Two-thirds (63 per cent) of UK businesses believe that their organisation is highly protected from attempts by outsiders to gain access to their systems and data, according to a survey by Willis Towers Watson. A similar proportion of organisations (66 per cent) maintain that they have the right cyber processes in place to adequately react to privacy and security threats.
The findings, from Willis Towers Watson’s Cyber Pulse Survey, illustrate responses from organisations and their employees on cyber security practices across the United States and United Kingdom. The survey finds that a majority of companies feel that they are adequately prepared for cyberattacks on their organisations, despite the frequency and breadth of impact of cyberattacks across industries in recent years seemingly indicating the contrary.
However, the Survey also shows the disparity between corporate feelings of preparedness and the increasing number of cybersecurity incidents could be a result of lack of responsibility or accountability among employees, the human element of the cyber equation.
UK employees ranked insufficient understanding (61 per cent) as the biggest barrier to their organisation effectively managing its cyber risk. Nearly half (46 per cent) spent 30 minutes or less on cybersecurity training in 2016, and more than a quarter (27 per cent) received none at all.
More concerning for employers is the discovery that of the employees that did complete cyber training, nearly two-thirds (62 per cent) admit they only completed the training because it was required, and nearly half (44 per cent) believe that opening any email on their work computer is safe, suggesting that the employees may not be engaged or feel the personal accountability necessary to drive long-term, sustainable behaviours.
Anthony Dagostino, head of global cyber risk, Willis Towers Watson, says, ‘As the world has seen with the proliferation of phishing scams, most recently highlighted by the global WannaCry ransomware attack, the opening of just one suspicious email containing a harmful link or attachment can lead to a company-wide event. However there appears to be a disconnect between executive priorities around data protection and the need to invest in a cyber-savvy workforce through training, incentives and talent management strategies.’

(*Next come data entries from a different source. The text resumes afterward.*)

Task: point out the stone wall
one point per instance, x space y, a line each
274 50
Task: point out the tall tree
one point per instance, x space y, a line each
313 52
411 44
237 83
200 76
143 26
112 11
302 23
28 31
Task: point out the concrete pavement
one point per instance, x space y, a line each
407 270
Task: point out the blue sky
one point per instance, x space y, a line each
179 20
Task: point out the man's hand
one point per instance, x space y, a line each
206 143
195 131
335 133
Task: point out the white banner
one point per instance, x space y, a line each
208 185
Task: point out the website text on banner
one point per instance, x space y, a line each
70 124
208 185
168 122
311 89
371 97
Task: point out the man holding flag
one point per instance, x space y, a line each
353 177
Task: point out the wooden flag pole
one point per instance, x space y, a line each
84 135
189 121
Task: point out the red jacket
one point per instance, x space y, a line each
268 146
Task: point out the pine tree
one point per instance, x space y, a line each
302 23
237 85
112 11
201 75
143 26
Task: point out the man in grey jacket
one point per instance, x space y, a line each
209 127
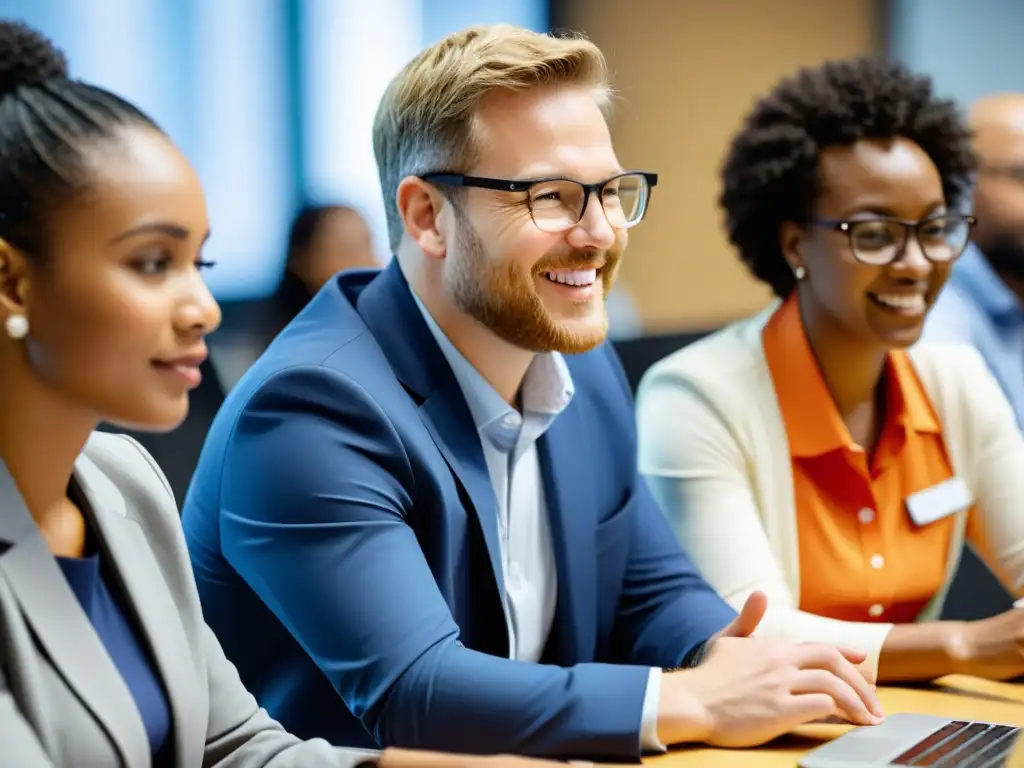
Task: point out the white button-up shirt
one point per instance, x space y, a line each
509 442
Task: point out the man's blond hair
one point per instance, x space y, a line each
425 119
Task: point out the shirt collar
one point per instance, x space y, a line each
975 275
813 424
547 388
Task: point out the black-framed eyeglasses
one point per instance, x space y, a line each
558 204
878 242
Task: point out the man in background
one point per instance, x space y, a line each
983 303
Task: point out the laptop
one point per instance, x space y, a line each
923 739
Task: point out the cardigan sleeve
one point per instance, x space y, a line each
995 448
693 458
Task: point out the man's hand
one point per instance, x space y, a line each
749 690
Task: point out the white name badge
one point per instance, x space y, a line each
948 498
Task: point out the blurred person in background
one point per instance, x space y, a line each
804 452
104 656
983 303
442 453
322 242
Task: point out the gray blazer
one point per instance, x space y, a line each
62 702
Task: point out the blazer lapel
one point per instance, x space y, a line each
62 629
387 307
568 493
446 418
129 558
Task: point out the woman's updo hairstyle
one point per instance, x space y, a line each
48 123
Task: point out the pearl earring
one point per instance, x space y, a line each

Willis Towers Watson’s Survey also details additional barriers that companies feel impact their cyber preparedness and the degree to which corporations are providing cyber training to their employers. Some additional findings include:
More than 30 per cent of employees surveyed have logged into their work-designated computer or mobile device over an unsecured public network (such as public Wi-Fi).
Only 40 per cent of the employers surveyed feel that they had made progress addressing cybersecurity factors tied to human error and behaviours in the last three years.
‘Hackers are exploiting the fact that while corporations are building walls of technology around their organisations and their networks, by far the biggest threat to corporate digital security and privacy continues to come from the employees within, often completely by accident,’ says Dagostino.
‘A truly holistic cyber risk management strategy requires at its core a cyber-savvy workforce, however organisations first have to know where the vulnerabilities are in order to plug the gaps. Many organisations are facing talent deficiencies and skills shortages in their IT departments, which in turn are creating significant loopholes in their overall security measures.
‘According to the Survey respondents, the costs associated with minimising cyber risk will continue to rise as technology evolves and becomes more sophisticated. This heavy emphasis on technology is crucial given the competing sophistication of cyber criminals, but it is also encouraging that human capital solutions and improvement of operating procedures will be a priority for over 70 per cent of organisations in the next three years based on the Survey,’ says Dagostino.